Catecholamine secretion is responsible for the signs and symptoms of a pheochromocytoma [5]. It is unusual that a tumor will grow large enough or be so invasive as to interfere with the function of the surrounding organs. The manifestations of a pheochromocytoma are primarily the result of the excessive secretion of norepinephrine, epinephrine, and dopamine [6]. The most common combination is predominantly norepinehrine and epinephrine.

Some tumors secrete only norepinehrine, but <10% secrete only epinephrine. Dopamine and its metabolite are more likely to be significantly elevated in children with a pheochromocytoma.

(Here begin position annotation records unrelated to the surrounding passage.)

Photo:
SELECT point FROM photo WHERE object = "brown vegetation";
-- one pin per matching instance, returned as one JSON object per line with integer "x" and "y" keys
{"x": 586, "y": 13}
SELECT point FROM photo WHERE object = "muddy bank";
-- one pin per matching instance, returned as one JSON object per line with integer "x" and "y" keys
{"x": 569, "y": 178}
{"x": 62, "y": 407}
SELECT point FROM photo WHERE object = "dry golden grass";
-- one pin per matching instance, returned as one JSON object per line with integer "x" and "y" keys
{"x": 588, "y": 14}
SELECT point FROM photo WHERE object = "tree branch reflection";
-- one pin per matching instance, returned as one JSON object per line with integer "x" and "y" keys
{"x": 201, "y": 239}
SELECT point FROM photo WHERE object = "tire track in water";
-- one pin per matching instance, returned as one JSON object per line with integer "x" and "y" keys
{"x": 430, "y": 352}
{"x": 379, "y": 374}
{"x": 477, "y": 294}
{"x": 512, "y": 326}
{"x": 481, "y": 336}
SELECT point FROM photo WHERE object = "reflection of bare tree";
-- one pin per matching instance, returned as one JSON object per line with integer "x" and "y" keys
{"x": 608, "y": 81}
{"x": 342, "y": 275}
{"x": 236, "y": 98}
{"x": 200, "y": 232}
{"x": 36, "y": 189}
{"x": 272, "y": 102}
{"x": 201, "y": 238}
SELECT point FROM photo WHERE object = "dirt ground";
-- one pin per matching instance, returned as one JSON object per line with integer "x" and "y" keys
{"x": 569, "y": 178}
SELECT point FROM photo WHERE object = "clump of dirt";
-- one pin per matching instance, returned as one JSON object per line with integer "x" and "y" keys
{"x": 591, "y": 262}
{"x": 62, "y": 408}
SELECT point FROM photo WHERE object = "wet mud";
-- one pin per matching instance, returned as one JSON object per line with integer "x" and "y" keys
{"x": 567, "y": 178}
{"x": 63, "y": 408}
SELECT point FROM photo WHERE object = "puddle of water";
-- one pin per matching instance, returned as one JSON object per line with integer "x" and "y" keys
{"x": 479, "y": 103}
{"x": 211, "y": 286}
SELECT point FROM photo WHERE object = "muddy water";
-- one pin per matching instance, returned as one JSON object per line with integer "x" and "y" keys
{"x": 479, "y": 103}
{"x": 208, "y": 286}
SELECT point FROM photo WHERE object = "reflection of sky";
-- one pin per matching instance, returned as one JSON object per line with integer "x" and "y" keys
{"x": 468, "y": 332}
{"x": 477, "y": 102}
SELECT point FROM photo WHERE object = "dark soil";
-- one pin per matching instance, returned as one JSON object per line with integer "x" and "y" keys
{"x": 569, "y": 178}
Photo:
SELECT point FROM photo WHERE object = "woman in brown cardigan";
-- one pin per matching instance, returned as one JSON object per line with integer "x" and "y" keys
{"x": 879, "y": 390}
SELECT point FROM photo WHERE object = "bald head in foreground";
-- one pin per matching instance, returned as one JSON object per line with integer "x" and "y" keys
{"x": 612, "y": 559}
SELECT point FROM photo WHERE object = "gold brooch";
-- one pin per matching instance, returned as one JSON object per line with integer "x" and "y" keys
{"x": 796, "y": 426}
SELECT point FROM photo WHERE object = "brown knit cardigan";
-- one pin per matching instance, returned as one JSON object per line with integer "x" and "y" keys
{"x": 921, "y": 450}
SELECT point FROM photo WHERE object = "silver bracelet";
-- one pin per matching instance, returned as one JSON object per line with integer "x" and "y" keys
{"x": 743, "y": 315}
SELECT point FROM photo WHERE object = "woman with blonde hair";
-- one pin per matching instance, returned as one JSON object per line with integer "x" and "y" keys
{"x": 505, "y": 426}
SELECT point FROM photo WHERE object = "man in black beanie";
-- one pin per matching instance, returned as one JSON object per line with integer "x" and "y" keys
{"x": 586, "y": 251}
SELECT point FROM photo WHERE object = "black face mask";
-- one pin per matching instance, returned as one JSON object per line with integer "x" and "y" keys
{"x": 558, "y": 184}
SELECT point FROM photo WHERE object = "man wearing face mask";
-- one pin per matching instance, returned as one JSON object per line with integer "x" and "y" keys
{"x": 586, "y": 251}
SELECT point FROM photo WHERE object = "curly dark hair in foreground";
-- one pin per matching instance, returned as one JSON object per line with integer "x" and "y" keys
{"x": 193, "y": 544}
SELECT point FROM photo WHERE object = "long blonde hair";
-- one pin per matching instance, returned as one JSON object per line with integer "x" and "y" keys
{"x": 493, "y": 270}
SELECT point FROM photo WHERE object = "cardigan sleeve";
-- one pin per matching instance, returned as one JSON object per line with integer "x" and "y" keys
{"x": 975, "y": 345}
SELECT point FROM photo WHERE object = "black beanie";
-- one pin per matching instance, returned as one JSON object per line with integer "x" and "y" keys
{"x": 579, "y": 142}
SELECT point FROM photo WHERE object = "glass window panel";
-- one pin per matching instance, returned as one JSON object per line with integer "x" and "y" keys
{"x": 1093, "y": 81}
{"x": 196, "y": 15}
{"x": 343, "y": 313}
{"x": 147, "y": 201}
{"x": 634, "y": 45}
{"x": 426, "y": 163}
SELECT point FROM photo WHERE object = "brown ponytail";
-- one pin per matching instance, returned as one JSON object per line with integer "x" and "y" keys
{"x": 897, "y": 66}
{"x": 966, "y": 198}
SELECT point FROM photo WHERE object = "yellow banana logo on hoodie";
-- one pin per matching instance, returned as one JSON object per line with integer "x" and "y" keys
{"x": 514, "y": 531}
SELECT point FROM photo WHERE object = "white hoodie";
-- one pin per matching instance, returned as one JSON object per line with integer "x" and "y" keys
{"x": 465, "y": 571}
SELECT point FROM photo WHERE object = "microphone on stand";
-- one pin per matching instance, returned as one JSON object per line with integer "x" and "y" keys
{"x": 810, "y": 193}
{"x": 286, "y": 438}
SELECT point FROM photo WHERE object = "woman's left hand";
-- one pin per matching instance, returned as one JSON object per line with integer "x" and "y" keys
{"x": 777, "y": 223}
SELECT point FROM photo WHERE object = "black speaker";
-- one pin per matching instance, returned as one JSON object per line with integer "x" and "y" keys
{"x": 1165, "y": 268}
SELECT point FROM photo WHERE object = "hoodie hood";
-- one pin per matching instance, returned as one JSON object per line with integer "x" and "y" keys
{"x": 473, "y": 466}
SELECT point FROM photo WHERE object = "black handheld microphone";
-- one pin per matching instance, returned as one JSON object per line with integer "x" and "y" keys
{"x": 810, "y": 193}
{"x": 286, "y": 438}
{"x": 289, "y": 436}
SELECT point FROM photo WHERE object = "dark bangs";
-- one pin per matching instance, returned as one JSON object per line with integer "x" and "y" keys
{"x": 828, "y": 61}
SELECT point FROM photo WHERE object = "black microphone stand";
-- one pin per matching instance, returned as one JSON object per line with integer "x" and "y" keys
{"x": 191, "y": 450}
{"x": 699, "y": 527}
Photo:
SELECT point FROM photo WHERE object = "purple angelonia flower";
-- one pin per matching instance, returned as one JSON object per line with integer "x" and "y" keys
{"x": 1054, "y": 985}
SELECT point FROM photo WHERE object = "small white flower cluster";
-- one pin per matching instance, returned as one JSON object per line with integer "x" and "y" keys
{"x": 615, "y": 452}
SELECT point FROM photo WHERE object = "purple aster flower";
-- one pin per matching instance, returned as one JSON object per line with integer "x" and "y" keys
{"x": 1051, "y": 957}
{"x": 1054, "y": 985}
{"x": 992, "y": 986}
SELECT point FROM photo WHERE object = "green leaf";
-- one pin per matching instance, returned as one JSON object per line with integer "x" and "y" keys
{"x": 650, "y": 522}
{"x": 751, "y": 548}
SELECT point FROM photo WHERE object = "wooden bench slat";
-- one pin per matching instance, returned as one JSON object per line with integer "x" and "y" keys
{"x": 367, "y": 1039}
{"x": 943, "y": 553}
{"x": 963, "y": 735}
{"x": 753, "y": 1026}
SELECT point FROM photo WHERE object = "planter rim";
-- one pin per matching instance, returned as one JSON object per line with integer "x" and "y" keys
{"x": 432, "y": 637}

The etiology for the increased production and secretion of catecholamines is not clear. It is conceivable that the negative feedback mechanism of norepinephrine on tyrosine hydroxylase is altered so that sensitivity to feedback is decreased, or perhaps metabolism or release is so rapid that feedback does not transpire in the usual manner. Small tumors tend to secrete high levels of circulating catecholamines. With intracellular metabolism being more prevalent in large tumors, high levels of metabolites tend to be released, and free catecholamine secretion is reduced.

Approximately 50% of patients with a pheochromocytoma have sustained hypertension, 45% are normotensive with paroxysms of hypertension, and 5% are normotensive or even hypotensive [4,6]. These differences, in part, relate to the patterns of catecholamine secretion; bursts produce hypertensive episodes. Patients with sustained hypertension and some normotensive patients can have high or normal levels of norepinephrine. How sustained levels of high norepinephrine concentrations result in persistent hypertension is not understood. However, if elevated catecholamine secretion persists, α- and β-receptors may become desensitized, or even down regulated. Homodynamic mechanisms will no longer respond to elevated levels of norepinephrine, and blood pressure will normalize.

Catecholamine levels and blood pressure do not usually correlate well, but a significant change in catecholamine concentration will elicit a blood pressure response. Patients with the rare, exclusively epinephrine producing tumors can present with normotension, or even hypotension, secondary to the vasodilating properties of epinephrine. Orthostatic hypotension is another result of the ganglionic-blocking activity of excessive amounts of catecholamines (Figure 1- 3).